What sorts of conditions do we treat, then?
We regularly help people with metabolic conditions such as diabetes and polycystic ovary syndrome, or cardiovascular conditions like heart failure and peripheral vascular disease. We provide services to improve the quality of life for people with neurological conditions such as multiple sclerosis, stroke and Parkinson’s disease, and mental illnesses including eating disorders, depression, anxiety, PTSD and even schizophrenia. For patients with some cancers such as breast, prostate and bone cancers, the AEP can craft treatment to help frontline therapies like hormone/endocrine and chemotherapy be more effective. Respiratory conditions like asthma and emphysema can actually be improved by working with an AEP, and let’s not forget musculoskeletal concerns like surgical and injury rehabilitation and osteoporosis. Then there’s my obvious passion, pain and painful conditions, which is more than just injuries but includes arthritic conditions like osteoarthritis and rheumatoid arthritis, fibromyalgia, CRPS and phantom limb pain.
What do we do then for patients with these conditions?

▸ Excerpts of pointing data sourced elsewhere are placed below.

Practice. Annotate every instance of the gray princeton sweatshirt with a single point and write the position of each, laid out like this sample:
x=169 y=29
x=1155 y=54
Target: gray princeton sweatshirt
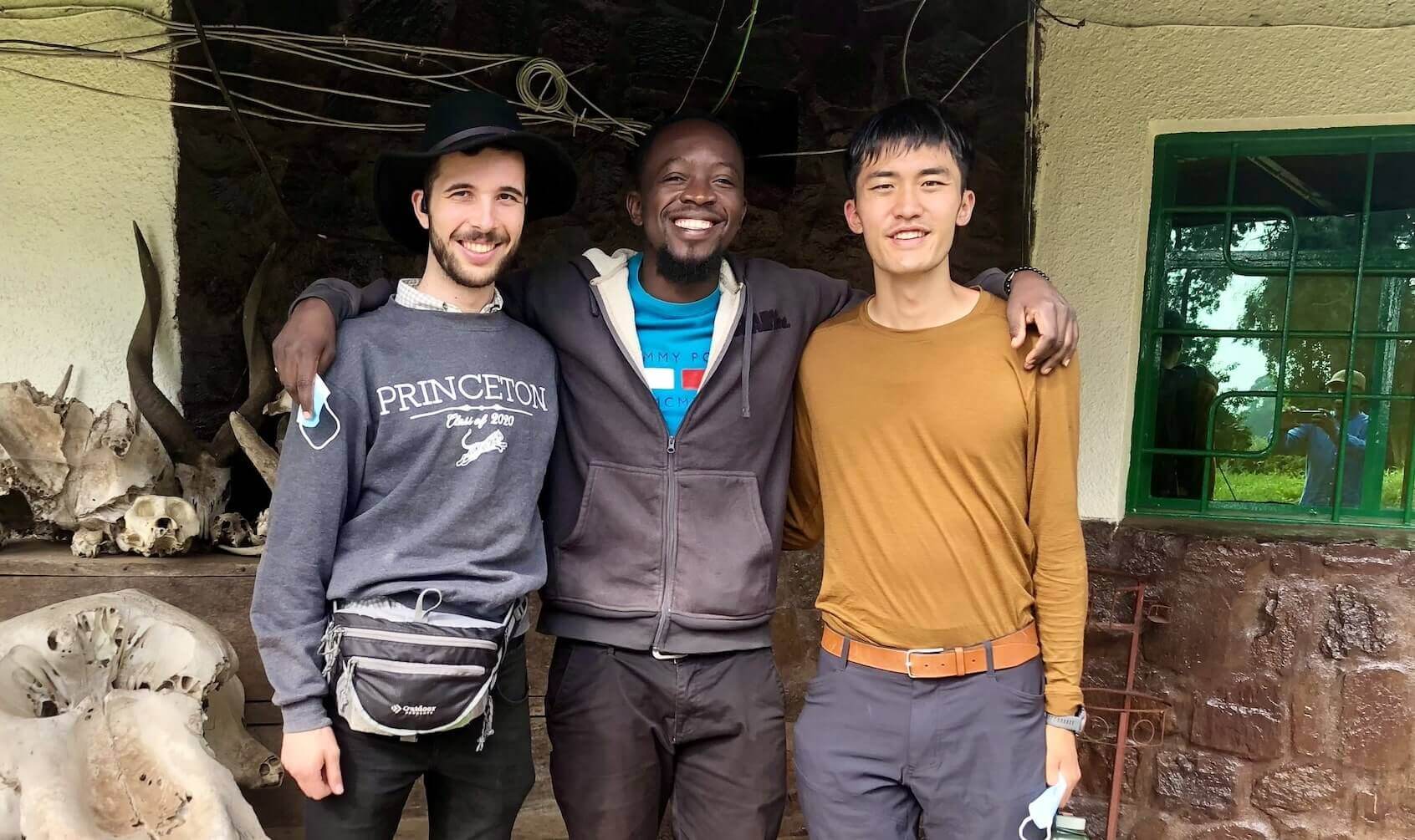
x=423 y=472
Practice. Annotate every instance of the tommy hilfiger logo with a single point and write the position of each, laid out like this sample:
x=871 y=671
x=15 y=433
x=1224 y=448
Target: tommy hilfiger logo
x=769 y=320
x=413 y=710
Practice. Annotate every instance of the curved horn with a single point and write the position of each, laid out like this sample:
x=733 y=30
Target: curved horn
x=64 y=385
x=151 y=404
x=262 y=454
x=263 y=384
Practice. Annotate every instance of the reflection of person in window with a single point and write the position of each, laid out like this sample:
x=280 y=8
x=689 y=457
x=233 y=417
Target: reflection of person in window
x=1312 y=433
x=1186 y=394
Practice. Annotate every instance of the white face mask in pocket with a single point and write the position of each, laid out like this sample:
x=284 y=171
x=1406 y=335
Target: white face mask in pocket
x=1042 y=812
x=312 y=420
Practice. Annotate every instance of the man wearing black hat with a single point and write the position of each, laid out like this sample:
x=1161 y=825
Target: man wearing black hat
x=405 y=535
x=666 y=491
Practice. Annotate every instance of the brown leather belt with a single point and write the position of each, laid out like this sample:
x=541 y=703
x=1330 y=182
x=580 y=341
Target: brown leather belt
x=1008 y=651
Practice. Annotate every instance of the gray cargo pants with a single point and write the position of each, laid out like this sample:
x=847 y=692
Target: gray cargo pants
x=629 y=731
x=877 y=752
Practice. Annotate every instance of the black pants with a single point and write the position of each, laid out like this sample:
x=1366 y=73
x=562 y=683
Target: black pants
x=630 y=731
x=470 y=795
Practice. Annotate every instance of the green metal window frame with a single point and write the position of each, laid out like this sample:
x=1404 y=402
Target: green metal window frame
x=1169 y=151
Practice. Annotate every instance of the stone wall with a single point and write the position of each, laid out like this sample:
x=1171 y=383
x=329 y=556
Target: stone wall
x=1290 y=670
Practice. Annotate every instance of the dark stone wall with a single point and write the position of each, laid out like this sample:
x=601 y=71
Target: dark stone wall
x=1288 y=666
x=813 y=71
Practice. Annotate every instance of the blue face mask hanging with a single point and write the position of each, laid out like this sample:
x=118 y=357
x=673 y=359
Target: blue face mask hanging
x=1042 y=812
x=321 y=396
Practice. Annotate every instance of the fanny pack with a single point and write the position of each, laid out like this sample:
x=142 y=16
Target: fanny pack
x=415 y=678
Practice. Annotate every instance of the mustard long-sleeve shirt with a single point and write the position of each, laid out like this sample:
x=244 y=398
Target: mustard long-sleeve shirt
x=942 y=476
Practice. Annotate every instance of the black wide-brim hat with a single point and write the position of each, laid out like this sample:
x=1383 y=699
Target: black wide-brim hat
x=468 y=120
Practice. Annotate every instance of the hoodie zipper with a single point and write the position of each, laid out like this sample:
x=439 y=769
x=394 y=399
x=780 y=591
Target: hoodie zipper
x=671 y=496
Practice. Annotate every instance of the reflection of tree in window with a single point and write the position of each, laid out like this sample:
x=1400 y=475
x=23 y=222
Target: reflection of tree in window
x=1280 y=307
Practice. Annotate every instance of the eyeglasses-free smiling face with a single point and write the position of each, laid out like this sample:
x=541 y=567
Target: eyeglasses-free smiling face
x=691 y=197
x=476 y=214
x=907 y=206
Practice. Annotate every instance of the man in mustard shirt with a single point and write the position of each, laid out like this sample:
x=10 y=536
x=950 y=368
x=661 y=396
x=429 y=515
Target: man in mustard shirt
x=942 y=476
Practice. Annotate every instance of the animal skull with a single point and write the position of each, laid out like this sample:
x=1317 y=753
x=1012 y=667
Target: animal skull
x=122 y=719
x=159 y=527
x=202 y=467
x=231 y=529
x=91 y=542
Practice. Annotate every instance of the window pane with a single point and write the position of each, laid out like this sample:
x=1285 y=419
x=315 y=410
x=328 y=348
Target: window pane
x=1284 y=266
x=1202 y=181
x=1392 y=238
x=1326 y=192
x=1217 y=298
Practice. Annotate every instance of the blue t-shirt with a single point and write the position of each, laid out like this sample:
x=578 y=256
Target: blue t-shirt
x=1320 y=451
x=675 y=339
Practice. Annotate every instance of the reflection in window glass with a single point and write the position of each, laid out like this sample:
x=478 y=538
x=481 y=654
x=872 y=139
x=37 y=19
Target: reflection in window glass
x=1280 y=335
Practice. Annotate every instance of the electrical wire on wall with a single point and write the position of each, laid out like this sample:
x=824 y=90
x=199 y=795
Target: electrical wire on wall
x=544 y=92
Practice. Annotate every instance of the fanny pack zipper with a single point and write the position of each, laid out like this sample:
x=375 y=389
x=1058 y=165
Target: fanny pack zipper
x=415 y=668
x=357 y=633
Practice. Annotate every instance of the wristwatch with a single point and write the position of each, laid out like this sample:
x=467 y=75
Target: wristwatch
x=1006 y=284
x=1071 y=723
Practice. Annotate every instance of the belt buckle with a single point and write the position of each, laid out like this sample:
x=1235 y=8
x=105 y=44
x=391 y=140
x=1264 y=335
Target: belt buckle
x=909 y=658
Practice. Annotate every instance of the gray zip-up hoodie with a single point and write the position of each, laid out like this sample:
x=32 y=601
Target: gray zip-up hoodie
x=656 y=542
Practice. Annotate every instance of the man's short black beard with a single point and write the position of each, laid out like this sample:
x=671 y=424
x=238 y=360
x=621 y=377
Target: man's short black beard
x=689 y=273
x=449 y=266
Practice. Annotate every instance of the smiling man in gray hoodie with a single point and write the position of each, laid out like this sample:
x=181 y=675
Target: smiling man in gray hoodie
x=667 y=490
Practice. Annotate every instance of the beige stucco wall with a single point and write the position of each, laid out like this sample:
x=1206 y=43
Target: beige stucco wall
x=75 y=170
x=1106 y=92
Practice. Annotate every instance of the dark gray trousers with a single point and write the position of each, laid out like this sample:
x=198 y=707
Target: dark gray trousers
x=470 y=795
x=629 y=731
x=879 y=756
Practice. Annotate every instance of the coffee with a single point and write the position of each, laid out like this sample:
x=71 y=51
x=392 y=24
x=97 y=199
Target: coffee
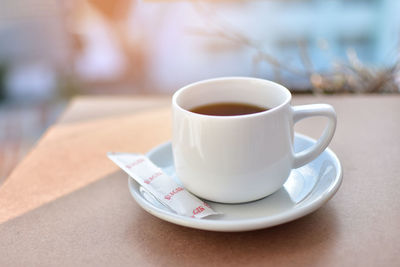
x=228 y=109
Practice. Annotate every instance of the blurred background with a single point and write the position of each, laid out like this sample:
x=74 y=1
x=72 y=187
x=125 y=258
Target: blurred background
x=51 y=50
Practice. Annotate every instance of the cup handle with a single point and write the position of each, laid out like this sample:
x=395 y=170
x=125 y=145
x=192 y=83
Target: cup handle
x=305 y=111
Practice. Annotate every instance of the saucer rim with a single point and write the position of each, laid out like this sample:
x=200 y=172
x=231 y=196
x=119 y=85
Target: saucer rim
x=299 y=210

By using the selective, adaptive and gradually increasing application of stress, we can stimulate the human body’s potential to address deficiency, deficit and dysfunction. For example, in the case of osteoporosis, using specific bone loading stress we actually can increase bone mineral density. In conditions like COPD, characterised by deteriorating lung function, symptoms like breathlessness can be significantly improved by strategies that lead to many changes from increased cellular mitochondrial count to improved diaphragm function. Often this will look like various types of exercise, movement and activities and all with next to no side-effects.